- Tigrinya: ዳንሽሃ
- Dansha Location in Tigray and Ethiopia Dansha Dansha (Ethiopia)
- Coordinates: 13°31′00″N 37°10′59″E﻿ / ﻿13.51667°N 37.18306°E
- Country: Ethiopia
- Region: Tigray
- Zone: Mi'irabawi Zone
- Woreda: Tsegede
- Time zone: UTC+3 (EAT)

= Dansha =

Town in Tigray Region, Ethiopia

Dansha is a town in Tigray Region, located in the northwestern part of the country.

== History ==
On July 7, 1988, during the Ethiopian Civil War, the Ethiopia government's Third Revolutionary Army's 603 Army Corps was ambushed by the Tigray People's Liberation Front (TPLF) as it was leaving its base at Dansha, resulting in around 2,000 government casualties.

Dansha was part of Begemder Province until the 1987 Constitution of Ethiopia divided the country into regions on September 18, 1987, at which time Dansha became a part of North Gonder Region. When the current regions were formed in 1992 after the Ethiopian Civil War, Dansha became part of the Tigray Region.

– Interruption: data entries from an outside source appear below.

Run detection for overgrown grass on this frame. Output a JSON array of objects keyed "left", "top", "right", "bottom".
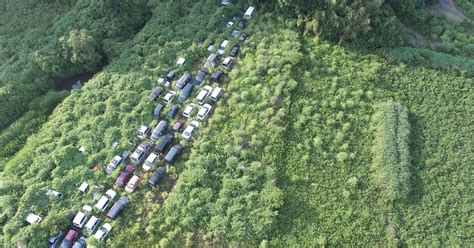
[
  {"left": 269, "top": 37, "right": 473, "bottom": 246},
  {"left": 371, "top": 101, "right": 412, "bottom": 202}
]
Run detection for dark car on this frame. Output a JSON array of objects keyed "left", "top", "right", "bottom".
[
  {"left": 48, "top": 232, "right": 64, "bottom": 248},
  {"left": 166, "top": 70, "right": 175, "bottom": 81},
  {"left": 150, "top": 120, "right": 168, "bottom": 142},
  {"left": 155, "top": 134, "right": 174, "bottom": 154},
  {"left": 230, "top": 46, "right": 239, "bottom": 57},
  {"left": 175, "top": 71, "right": 191, "bottom": 90},
  {"left": 60, "top": 230, "right": 79, "bottom": 248},
  {"left": 148, "top": 86, "right": 163, "bottom": 101},
  {"left": 166, "top": 104, "right": 179, "bottom": 120},
  {"left": 192, "top": 71, "right": 208, "bottom": 86},
  {"left": 115, "top": 165, "right": 134, "bottom": 187},
  {"left": 164, "top": 144, "right": 183, "bottom": 163},
  {"left": 239, "top": 33, "right": 247, "bottom": 42},
  {"left": 72, "top": 237, "right": 86, "bottom": 248},
  {"left": 238, "top": 20, "right": 245, "bottom": 29},
  {"left": 152, "top": 104, "right": 164, "bottom": 119},
  {"left": 211, "top": 70, "right": 223, "bottom": 83},
  {"left": 149, "top": 166, "right": 166, "bottom": 187},
  {"left": 107, "top": 196, "right": 128, "bottom": 220},
  {"left": 178, "top": 83, "right": 194, "bottom": 104}
]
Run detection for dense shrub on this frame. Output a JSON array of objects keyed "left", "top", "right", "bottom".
[{"left": 371, "top": 101, "right": 412, "bottom": 202}]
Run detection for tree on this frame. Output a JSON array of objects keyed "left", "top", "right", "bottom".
[{"left": 60, "top": 29, "right": 102, "bottom": 71}]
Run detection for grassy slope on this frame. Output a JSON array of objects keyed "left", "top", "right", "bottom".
[
  {"left": 1, "top": 0, "right": 263, "bottom": 246},
  {"left": 1, "top": 2, "right": 472, "bottom": 247},
  {"left": 270, "top": 37, "right": 473, "bottom": 246}
]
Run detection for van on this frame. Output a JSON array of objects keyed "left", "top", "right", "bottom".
[
  {"left": 196, "top": 86, "right": 213, "bottom": 105},
  {"left": 143, "top": 153, "right": 158, "bottom": 171},
  {"left": 149, "top": 166, "right": 166, "bottom": 187},
  {"left": 178, "top": 83, "right": 194, "bottom": 104},
  {"left": 204, "top": 53, "right": 217, "bottom": 70},
  {"left": 83, "top": 216, "right": 101, "bottom": 236},
  {"left": 164, "top": 144, "right": 183, "bottom": 163},
  {"left": 72, "top": 205, "right": 92, "bottom": 229},
  {"left": 175, "top": 72, "right": 191, "bottom": 90},
  {"left": 125, "top": 175, "right": 140, "bottom": 193},
  {"left": 150, "top": 120, "right": 168, "bottom": 142},
  {"left": 210, "top": 87, "right": 222, "bottom": 102},
  {"left": 218, "top": 40, "right": 228, "bottom": 55}
]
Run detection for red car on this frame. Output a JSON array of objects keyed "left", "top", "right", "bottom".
[
  {"left": 60, "top": 229, "right": 79, "bottom": 247},
  {"left": 115, "top": 165, "right": 134, "bottom": 187},
  {"left": 172, "top": 116, "right": 187, "bottom": 132},
  {"left": 172, "top": 121, "right": 184, "bottom": 132}
]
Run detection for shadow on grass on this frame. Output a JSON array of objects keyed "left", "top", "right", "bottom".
[{"left": 406, "top": 112, "right": 425, "bottom": 205}]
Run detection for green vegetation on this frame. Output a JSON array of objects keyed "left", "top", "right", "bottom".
[
  {"left": 382, "top": 46, "right": 474, "bottom": 75},
  {"left": 371, "top": 101, "right": 411, "bottom": 202},
  {"left": 0, "top": 0, "right": 473, "bottom": 247},
  {"left": 455, "top": 0, "right": 474, "bottom": 18},
  {"left": 268, "top": 37, "right": 472, "bottom": 246},
  {"left": 0, "top": 91, "right": 69, "bottom": 169},
  {"left": 0, "top": 0, "right": 149, "bottom": 131}
]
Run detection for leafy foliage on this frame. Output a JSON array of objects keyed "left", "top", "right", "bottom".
[
  {"left": 0, "top": 0, "right": 149, "bottom": 131},
  {"left": 0, "top": 0, "right": 473, "bottom": 247},
  {"left": 275, "top": 0, "right": 406, "bottom": 48},
  {"left": 371, "top": 101, "right": 412, "bottom": 202}
]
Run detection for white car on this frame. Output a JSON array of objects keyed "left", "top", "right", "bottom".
[
  {"left": 137, "top": 125, "right": 150, "bottom": 139},
  {"left": 95, "top": 189, "right": 117, "bottom": 212},
  {"left": 72, "top": 205, "right": 92, "bottom": 229},
  {"left": 142, "top": 153, "right": 158, "bottom": 171},
  {"left": 182, "top": 121, "right": 200, "bottom": 140},
  {"left": 163, "top": 92, "right": 175, "bottom": 104},
  {"left": 25, "top": 213, "right": 42, "bottom": 224},
  {"left": 83, "top": 216, "right": 101, "bottom": 236},
  {"left": 196, "top": 86, "right": 213, "bottom": 105},
  {"left": 183, "top": 104, "right": 195, "bottom": 118},
  {"left": 106, "top": 155, "right": 123, "bottom": 174},
  {"left": 197, "top": 104, "right": 212, "bottom": 121},
  {"left": 94, "top": 223, "right": 112, "bottom": 242},
  {"left": 125, "top": 175, "right": 140, "bottom": 193}
]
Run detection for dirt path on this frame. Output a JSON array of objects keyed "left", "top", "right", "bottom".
[{"left": 428, "top": 0, "right": 468, "bottom": 22}]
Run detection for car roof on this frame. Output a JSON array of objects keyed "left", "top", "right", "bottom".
[
  {"left": 66, "top": 229, "right": 78, "bottom": 239},
  {"left": 105, "top": 189, "right": 116, "bottom": 198},
  {"left": 138, "top": 126, "right": 149, "bottom": 132},
  {"left": 73, "top": 212, "right": 86, "bottom": 224},
  {"left": 102, "top": 223, "right": 112, "bottom": 230},
  {"left": 147, "top": 153, "right": 158, "bottom": 160},
  {"left": 85, "top": 216, "right": 99, "bottom": 227}
]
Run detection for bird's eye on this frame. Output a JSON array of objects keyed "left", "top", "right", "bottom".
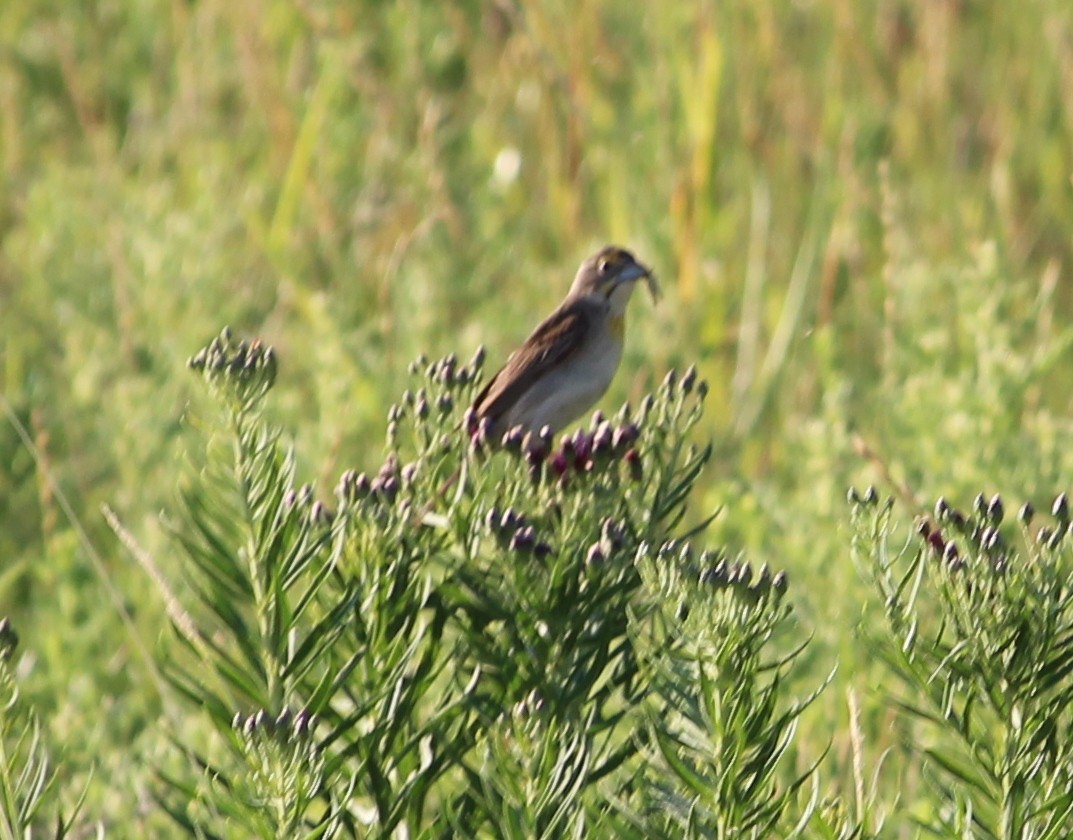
[{"left": 598, "top": 258, "right": 612, "bottom": 275}]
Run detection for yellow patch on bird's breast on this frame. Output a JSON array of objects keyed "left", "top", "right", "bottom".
[{"left": 609, "top": 314, "right": 625, "bottom": 340}]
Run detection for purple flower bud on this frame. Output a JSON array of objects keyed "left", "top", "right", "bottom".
[
  {"left": 592, "top": 421, "right": 613, "bottom": 456},
  {"left": 501, "top": 424, "right": 526, "bottom": 451},
  {"left": 680, "top": 364, "right": 697, "bottom": 394},
  {"left": 981, "top": 527, "right": 1000, "bottom": 551},
  {"left": 590, "top": 410, "right": 606, "bottom": 430},
  {"left": 601, "top": 518, "right": 624, "bottom": 550},
  {"left": 755, "top": 563, "right": 773, "bottom": 593},
  {"left": 510, "top": 525, "right": 535, "bottom": 552},
  {"left": 612, "top": 423, "right": 640, "bottom": 452},
  {"left": 438, "top": 353, "right": 457, "bottom": 384},
  {"left": 523, "top": 431, "right": 547, "bottom": 464},
  {"left": 310, "top": 501, "right": 331, "bottom": 525},
  {"left": 624, "top": 448, "right": 643, "bottom": 481},
  {"left": 585, "top": 543, "right": 606, "bottom": 566},
  {"left": 293, "top": 709, "right": 313, "bottom": 737},
  {"left": 550, "top": 451, "right": 569, "bottom": 477},
  {"left": 336, "top": 469, "right": 356, "bottom": 496},
  {"left": 378, "top": 476, "right": 399, "bottom": 502},
  {"left": 500, "top": 509, "right": 519, "bottom": 531},
  {"left": 572, "top": 431, "right": 593, "bottom": 467}
]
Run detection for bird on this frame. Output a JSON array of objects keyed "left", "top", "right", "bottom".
[{"left": 470, "top": 245, "right": 658, "bottom": 439}]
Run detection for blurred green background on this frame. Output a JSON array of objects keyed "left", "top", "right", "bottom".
[{"left": 2, "top": 0, "right": 1072, "bottom": 830}]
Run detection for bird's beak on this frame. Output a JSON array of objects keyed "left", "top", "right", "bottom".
[{"left": 617, "top": 260, "right": 661, "bottom": 303}]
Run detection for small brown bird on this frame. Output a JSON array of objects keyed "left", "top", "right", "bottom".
[{"left": 471, "top": 246, "right": 658, "bottom": 438}]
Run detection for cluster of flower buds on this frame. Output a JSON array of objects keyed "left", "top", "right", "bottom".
[
  {"left": 846, "top": 485, "right": 881, "bottom": 507},
  {"left": 391, "top": 349, "right": 487, "bottom": 446},
  {"left": 698, "top": 557, "right": 789, "bottom": 602},
  {"left": 1030, "top": 492, "right": 1072, "bottom": 550},
  {"left": 583, "top": 518, "right": 629, "bottom": 566},
  {"left": 918, "top": 494, "right": 1010, "bottom": 571},
  {"left": 0, "top": 617, "right": 18, "bottom": 661},
  {"left": 188, "top": 327, "right": 278, "bottom": 403},
  {"left": 915, "top": 519, "right": 966, "bottom": 571},
  {"left": 654, "top": 539, "right": 789, "bottom": 603},
  {"left": 410, "top": 348, "right": 485, "bottom": 390},
  {"left": 280, "top": 483, "right": 334, "bottom": 527},
  {"left": 484, "top": 505, "right": 553, "bottom": 558},
  {"left": 913, "top": 490, "right": 1073, "bottom": 573},
  {"left": 490, "top": 411, "right": 645, "bottom": 486},
  {"left": 233, "top": 706, "right": 317, "bottom": 743},
  {"left": 336, "top": 454, "right": 414, "bottom": 509},
  {"left": 658, "top": 365, "right": 706, "bottom": 399}
]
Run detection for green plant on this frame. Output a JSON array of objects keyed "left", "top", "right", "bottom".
[
  {"left": 0, "top": 618, "right": 90, "bottom": 839},
  {"left": 850, "top": 488, "right": 1073, "bottom": 839},
  {"left": 143, "top": 328, "right": 825, "bottom": 838}
]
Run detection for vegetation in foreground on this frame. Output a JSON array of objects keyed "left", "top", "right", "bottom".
[{"left": 2, "top": 0, "right": 1073, "bottom": 835}]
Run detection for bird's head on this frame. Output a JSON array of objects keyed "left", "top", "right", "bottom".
[{"left": 570, "top": 246, "right": 659, "bottom": 315}]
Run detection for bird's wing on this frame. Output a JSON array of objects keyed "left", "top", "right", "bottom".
[{"left": 472, "top": 300, "right": 595, "bottom": 428}]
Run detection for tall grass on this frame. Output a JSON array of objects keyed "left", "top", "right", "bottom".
[{"left": 2, "top": 0, "right": 1072, "bottom": 834}]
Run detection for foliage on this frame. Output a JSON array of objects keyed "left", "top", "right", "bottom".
[
  {"left": 0, "top": 618, "right": 91, "bottom": 838},
  {"left": 851, "top": 489, "right": 1073, "bottom": 839},
  {"left": 148, "top": 328, "right": 823, "bottom": 838},
  {"left": 3, "top": 0, "right": 1073, "bottom": 834}
]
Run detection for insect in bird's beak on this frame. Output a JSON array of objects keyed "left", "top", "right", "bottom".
[
  {"left": 615, "top": 260, "right": 661, "bottom": 304},
  {"left": 643, "top": 269, "right": 661, "bottom": 304}
]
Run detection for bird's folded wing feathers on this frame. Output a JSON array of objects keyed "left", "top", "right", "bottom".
[{"left": 472, "top": 302, "right": 593, "bottom": 426}]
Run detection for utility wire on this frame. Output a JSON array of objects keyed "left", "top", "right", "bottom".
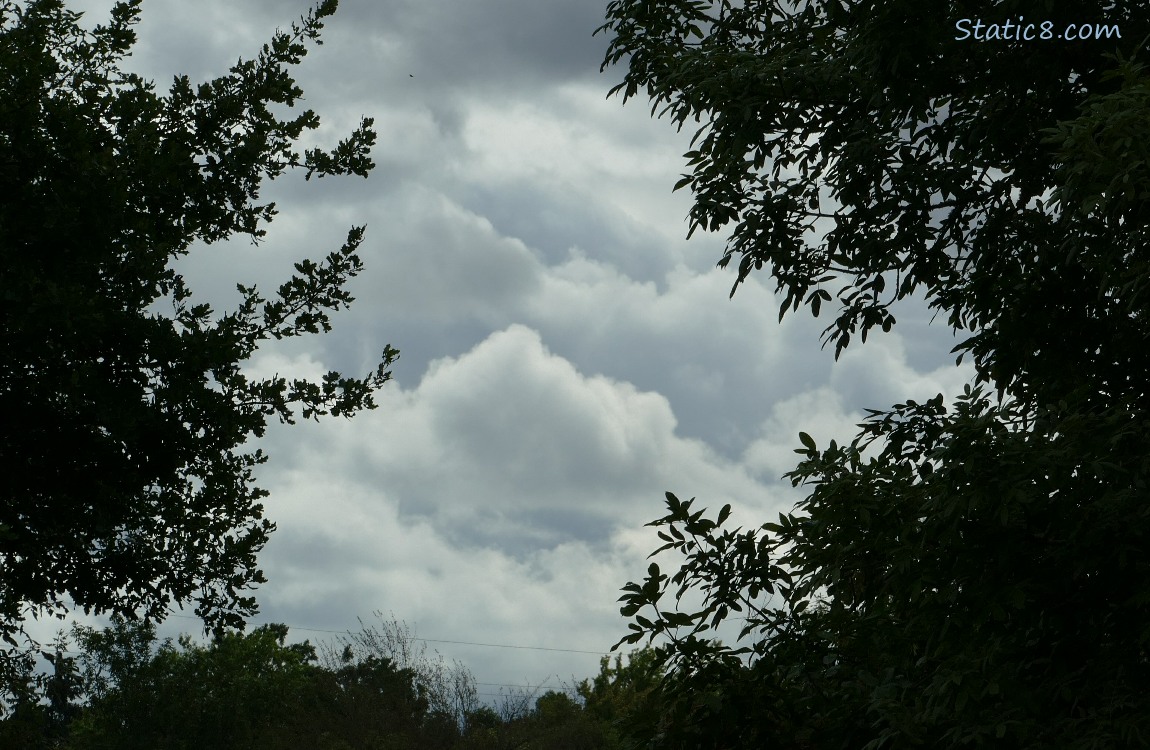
[{"left": 164, "top": 613, "right": 613, "bottom": 656}]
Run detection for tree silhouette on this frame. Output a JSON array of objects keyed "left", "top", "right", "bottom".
[
  {"left": 1, "top": 0, "right": 396, "bottom": 665},
  {"left": 600, "top": 1, "right": 1150, "bottom": 747}
]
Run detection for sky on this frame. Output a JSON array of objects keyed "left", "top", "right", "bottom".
[{"left": 45, "top": 0, "right": 974, "bottom": 704}]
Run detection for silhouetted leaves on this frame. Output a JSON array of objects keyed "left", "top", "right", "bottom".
[
  {"left": 1, "top": 0, "right": 395, "bottom": 660},
  {"left": 602, "top": 1, "right": 1150, "bottom": 748}
]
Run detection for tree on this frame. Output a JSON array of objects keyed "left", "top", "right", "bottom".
[
  {"left": 327, "top": 611, "right": 481, "bottom": 737},
  {"left": 458, "top": 705, "right": 502, "bottom": 750},
  {"left": 597, "top": 0, "right": 1149, "bottom": 408},
  {"left": 0, "top": 615, "right": 652, "bottom": 749},
  {"left": 66, "top": 619, "right": 325, "bottom": 750},
  {"left": 470, "top": 689, "right": 618, "bottom": 750},
  {"left": 42, "top": 617, "right": 463, "bottom": 750},
  {"left": 0, "top": 632, "right": 82, "bottom": 749},
  {"left": 0, "top": 0, "right": 396, "bottom": 665},
  {"left": 576, "top": 647, "right": 663, "bottom": 747},
  {"left": 599, "top": 1, "right": 1150, "bottom": 747}
]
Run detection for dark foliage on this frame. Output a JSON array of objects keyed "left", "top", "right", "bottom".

During the 4 November Northern Command Attacks, forces loyal to the TPLF attacked the Fifth Battalion of the Northern Command of the Ethiopian National Defense Force in Dansha. This was one of the primary causes of the Tigray war. The clashes that ensued resulted in significant destruction to the town.

== Transportation ==
Dansha is served by Dansha Airport, 5 mile northwest of the town. Dansha is located on the main road between Gondar and Humera.